W Klinicznym Oddziale Otolaryngologii SPSK Nr 4 w Lublinie zabiegi rekonstrukcyjne z wykorzystaniem płatów z mikrozespoleniem są wykonywane od lat. Dotyczą przede wszystkim struktur w zakresie głowy i szyi, ale specjaliści oddziału współuczestniczą także w operacjach rekonstrukcyjnych pacjentów z oddziałów ortopedii, neurochirurgii i chirurgii ogólnej.

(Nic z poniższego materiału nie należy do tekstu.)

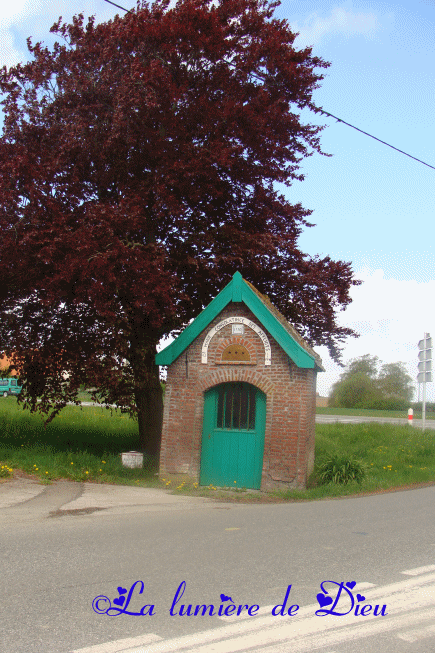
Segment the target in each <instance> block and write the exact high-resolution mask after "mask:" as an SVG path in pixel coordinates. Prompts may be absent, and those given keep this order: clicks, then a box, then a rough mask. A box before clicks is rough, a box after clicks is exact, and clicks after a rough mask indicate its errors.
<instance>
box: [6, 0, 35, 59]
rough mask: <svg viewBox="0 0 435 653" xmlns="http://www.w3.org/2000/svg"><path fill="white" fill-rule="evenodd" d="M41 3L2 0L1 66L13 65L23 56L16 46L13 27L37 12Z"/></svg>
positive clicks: (26, 1)
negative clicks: (13, 32)
mask: <svg viewBox="0 0 435 653" xmlns="http://www.w3.org/2000/svg"><path fill="white" fill-rule="evenodd" d="M40 8H41V3H40V2H37V1H35V0H16V1H15V2H7V1H6V0H0V67H1V66H8V67H9V66H13V65H15V64H17V63H18V62H19V61H21V60H22V58H23V53H22V52H21V51H20V50H19V49H18V48H17V47H16V42H15V38H14V33H13V28H14V26H15V25H17V23H19V22H21V21H23V20H25V19H28V18H30V17H31V16H32V15H34V14H37V13H38V11H39V10H40Z"/></svg>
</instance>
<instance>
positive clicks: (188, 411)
mask: <svg viewBox="0 0 435 653" xmlns="http://www.w3.org/2000/svg"><path fill="white" fill-rule="evenodd" d="M235 315H237V316H243V317H246V318H248V319H250V320H252V322H254V323H255V324H257V325H258V326H259V327H260V328H261V329H262V330H263V331H264V332H265V333H266V335H267V336H268V339H269V342H270V346H271V365H270V366H265V364H264V361H265V348H264V344H263V342H262V341H261V339H260V337H259V335H258V334H257V333H255V332H254V331H253V330H252V329H250V328H249V327H247V326H245V329H244V331H245V332H244V335H237V336H235V335H232V328H231V324H228V325H227V326H225V327H224V328H223V329H221V330H220V331H218V332H217V333H216V334H215V335H214V337H213V338H212V340H211V341H210V344H209V347H208V360H207V364H203V363H201V348H202V344H203V341H204V338H205V336H206V335H207V333H208V332H209V331H210V330H211V329H212V328H213V327H214V326H216V325H217V324H218V323H219V322H221V321H222V320H223V319H225V318H227V317H230V316H235ZM236 343H237V344H240V345H243V346H244V347H245V348H246V349H247V351H248V352H249V355H250V361H249V362H247V363H246V362H243V363H239V362H235V361H222V352H223V351H224V350H225V349H226V347H227V346H228V345H229V344H236ZM228 381H245V382H247V383H251V384H252V385H254V386H256V387H257V388H259V389H260V390H261V391H262V392H264V394H265V395H266V430H265V444H264V457H263V473H262V483H261V489H271V488H274V487H304V486H305V484H306V480H307V476H308V475H309V474H310V473H311V471H312V469H313V466H314V420H315V403H316V372H315V370H313V369H302V368H298V367H297V366H296V365H295V364H294V363H293V362H292V361H290V359H289V358H288V356H287V355H286V354H285V352H284V351H283V350H282V349H281V347H280V346H279V345H278V343H277V342H276V341H275V340H274V339H273V337H272V336H271V335H270V334H269V333H268V332H267V330H266V329H265V327H264V326H263V325H262V324H261V323H260V322H259V321H258V319H257V318H256V317H255V316H254V315H253V314H252V313H251V311H250V310H249V309H248V308H247V307H246V306H245V304H243V303H231V304H229V305H228V306H227V307H226V308H225V309H224V310H223V311H222V312H221V313H220V314H219V315H218V316H217V317H216V318H215V319H214V320H213V321H212V322H211V323H210V324H209V325H208V326H207V328H206V329H205V330H204V331H203V332H202V333H201V334H200V335H199V336H198V338H197V339H196V340H195V341H194V342H193V343H192V344H191V345H190V346H189V347H188V348H187V349H186V350H185V351H184V352H183V353H182V354H181V355H180V356H179V357H178V358H177V359H176V360H175V361H174V362H173V363H172V365H170V366H169V368H168V374H167V380H166V390H165V406H164V415H163V432H162V448H161V462H160V471H161V473H162V474H171V473H173V474H180V473H184V474H188V475H189V476H190V477H192V478H194V479H196V480H199V470H200V463H201V438H202V421H203V410H204V392H206V391H207V390H208V389H209V388H211V387H213V386H215V385H217V384H219V383H223V382H228Z"/></svg>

- U 31-letniej pacjentki konieczne było usunięcie nowotworu z marginesem tkanek zdrowych. Podczas tego typu operacji uzupełnienie powstałego ubytku tkankami z otoczenia nie jest możliwe. W takich sytuacjach bardzo przydatna jest chirurgia odtwórcza. Wówczas dochodzi do uzupełnienia ubytku wolnym płatem tkankowym pobranym z innej części ciała i zespolenia naczyń obu tych fragmentów – tłumaczy dr n. med. Adam Kłos z Klinicznego Oddziału Otolaryngologii SPSK Nr 4 w Lublinie.
- Po operacji 31-letniej pacjentki przeprowadziliśmy kolejne zabiegi. W planach mamy poszerzenie zakresu operacji o chirurgię wysokoprecyzyjną, nazywaną mikrochirurgią. Tego typu zabiegi są wykonywane pod mikroskopem na bardzo małych strukturach. Wymagają specjalnego sprzętu, w tym narzędzi mikrochirurgicznych, oraz przeszkolonego w tym kierunku zespołu specjalistów. Oprócz pracy z naczyniami krwionośnymi zamierzamy zespalać naczynia limfatyczne oraz nerwy, aby przywracać utracone przez pacjentów funkcje, co wykonywaliśmy już wcześniej w innych ośrodkach – mówi prof. Torres.